Plan would use old mill


One developer the city has been negotiating with has extensive experience in adaptive reuse of historic property, including old mills, Caraker and Stephens said. The developer has proposed a boutique hotel with 100 rooms and a restaurant, using the oldest part of the mill, at Fourth Avenue East and Grove Street, and adding to it. Built originally in 1915, the mill got additions in 1919, 1947 and in the 1960s. It sits on 1.7 acres.
“From what I understand we’ve got a couple of big hotel developers from Charlotte that are very very interested in moving forward,” Caraker said.
Last month, the council voted to acquire an abandoned house on Fourth Avenue West behind the mill.
“We were interested in it and it came up at the right price,” Caraker said.
The city’s 2020 land-use plan shows an upgrade of Fourth Avenue, which would likely be a requirement of the developer to give hotel guests a pleasant well-lighted walk to Main Street. It’s expected that the developer would buy the property from the city. The city could pay for some public works improvements in exchange, council members said.
“We know we’re going to have to clean it up from Main to Grove,” Caraker said of Fourth Avenue. “If we can get Fourth and Grove the next logical step is Maple and Seventh Avenue.”
Stephens, too, said a hotel on the mill site could be a catalyst for jumping across U.S. 64 to the Historic Seventh Avenue District.
“It would help bridge the gap between Seventh Avenue and Main Street,” Stephens said. “We’re beginning to see some interest in developing Seventh Avenue and I think this would help that.”
Councilman Jeff Miller joined Caraker and Stephens in turning thumbs down, as out of scale, a separate idea for a five-story hotel and parking deck combination on the Dogwood lot.
The Grey Hosiery Mill is looking like the likelier site.
“I’m very optimistic that we can come up with something because I know we’re real motivated on the city side and we’ve had some interest” from developers, Miller said.


‘Change the dynamic’

Beth Carden, the executive director of the Tourism Development Authority, said a downtown hotel would significantly boost the city’s tourism base and its ability to attract small conferences. The TDA pitched in $25,000 of the study’s cost.
“I’ve talked over the years to a number of people interested in building a hotel,” Carden said. “We’ve had a lot of requests by visitors over the years telling us they wish there was a hotel where they could walk out on Main Street.”
Asked if Grove Street was close enough to satisfy that desire, Carden said it would be. In fact, she strongly endorsed the mill site for the same reason council members cited.
“It doesn’t have to be directly on Main Street,” she said. “If we had one in that location I think would open up Seventh Avenue as part of downtown in a much better way and make it more walkable.

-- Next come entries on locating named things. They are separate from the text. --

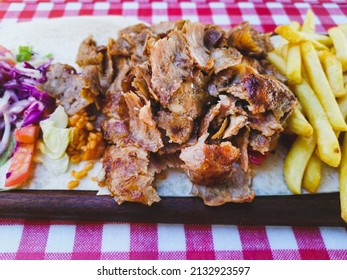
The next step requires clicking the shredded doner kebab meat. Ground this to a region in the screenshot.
[44,21,297,205]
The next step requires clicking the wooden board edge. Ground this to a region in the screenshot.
[0,190,346,226]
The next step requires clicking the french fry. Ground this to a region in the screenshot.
[293,79,341,167]
[302,153,322,193]
[319,51,346,97]
[340,132,347,223]
[335,94,347,138]
[301,9,316,33]
[287,108,313,137]
[301,42,347,131]
[275,25,328,50]
[338,23,347,38]
[300,32,333,48]
[328,27,347,71]
[287,44,301,84]
[281,44,289,58]
[289,21,301,31]
[266,52,287,75]
[284,135,316,194]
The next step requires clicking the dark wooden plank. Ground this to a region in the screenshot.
[0,191,345,226]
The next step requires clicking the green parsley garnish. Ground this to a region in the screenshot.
[16,46,33,62]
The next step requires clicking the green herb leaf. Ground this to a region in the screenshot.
[0,137,15,166]
[16,46,33,62]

It would just really change the dynamic in a positive way of how we see downtown. It would move downtown over and out.”
Declaring that “it’s our turn,” Carden said the timing is right for a hotel with a small conference center.
“I think right now, as high as we are in tourism in North Carolina and doing as well as we are here, we are a destination people are looking at.”

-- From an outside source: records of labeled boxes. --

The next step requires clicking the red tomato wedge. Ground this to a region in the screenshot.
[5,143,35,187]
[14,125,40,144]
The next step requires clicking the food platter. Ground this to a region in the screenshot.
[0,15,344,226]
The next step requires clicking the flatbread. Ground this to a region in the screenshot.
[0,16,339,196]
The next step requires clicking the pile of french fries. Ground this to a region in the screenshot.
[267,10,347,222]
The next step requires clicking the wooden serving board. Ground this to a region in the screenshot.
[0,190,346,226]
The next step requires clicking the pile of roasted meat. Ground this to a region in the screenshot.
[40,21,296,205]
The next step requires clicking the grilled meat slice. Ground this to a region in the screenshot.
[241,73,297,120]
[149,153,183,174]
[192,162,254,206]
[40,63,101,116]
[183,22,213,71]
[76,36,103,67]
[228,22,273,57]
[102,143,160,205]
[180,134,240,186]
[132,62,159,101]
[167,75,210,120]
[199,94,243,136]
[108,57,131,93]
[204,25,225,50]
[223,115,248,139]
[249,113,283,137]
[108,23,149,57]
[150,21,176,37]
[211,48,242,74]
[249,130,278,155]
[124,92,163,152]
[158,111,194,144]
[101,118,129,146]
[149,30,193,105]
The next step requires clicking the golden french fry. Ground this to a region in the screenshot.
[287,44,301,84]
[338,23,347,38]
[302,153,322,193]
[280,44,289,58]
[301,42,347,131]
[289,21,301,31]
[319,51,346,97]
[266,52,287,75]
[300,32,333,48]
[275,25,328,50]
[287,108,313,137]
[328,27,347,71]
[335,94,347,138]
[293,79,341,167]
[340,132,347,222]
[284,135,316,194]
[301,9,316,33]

She sees a strong potential market for a hotel with a minimum of 80 rooms, and preferably 100, with a meeting room that would accommodate 150 to 200 people.

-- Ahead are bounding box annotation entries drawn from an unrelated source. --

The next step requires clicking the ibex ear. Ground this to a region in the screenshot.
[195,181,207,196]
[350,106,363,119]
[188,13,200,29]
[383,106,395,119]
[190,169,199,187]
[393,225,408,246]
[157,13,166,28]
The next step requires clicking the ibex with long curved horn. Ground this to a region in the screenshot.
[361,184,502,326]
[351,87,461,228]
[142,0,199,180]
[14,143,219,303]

“There are a lot of conferences going on in our state that are not 300. They’re in the 75 to 100 range,” she said.
“I think it would enhance what we have downtown now, not hurt it. We have two B&Bs and the Inn on Church but they can’t hold the number of people that would stay downtown…. People that already have accommodations start getting nervous about this but some people that come to a conference might prefer to stay in a bed and breakfast. There is a lot of spillover our other accommodations would see.”
A hotel with conference space could also help TDA meet a goal it often focuses on — filling rooms in the off-season between leaf color and spring.
“One of the nice things about us is we’re weather friendly,” Carden said. “We have basically a mild winter. It would bring more people here in the wintertime for conferences. It’d be a win-win for us to have a small conference center downtown.”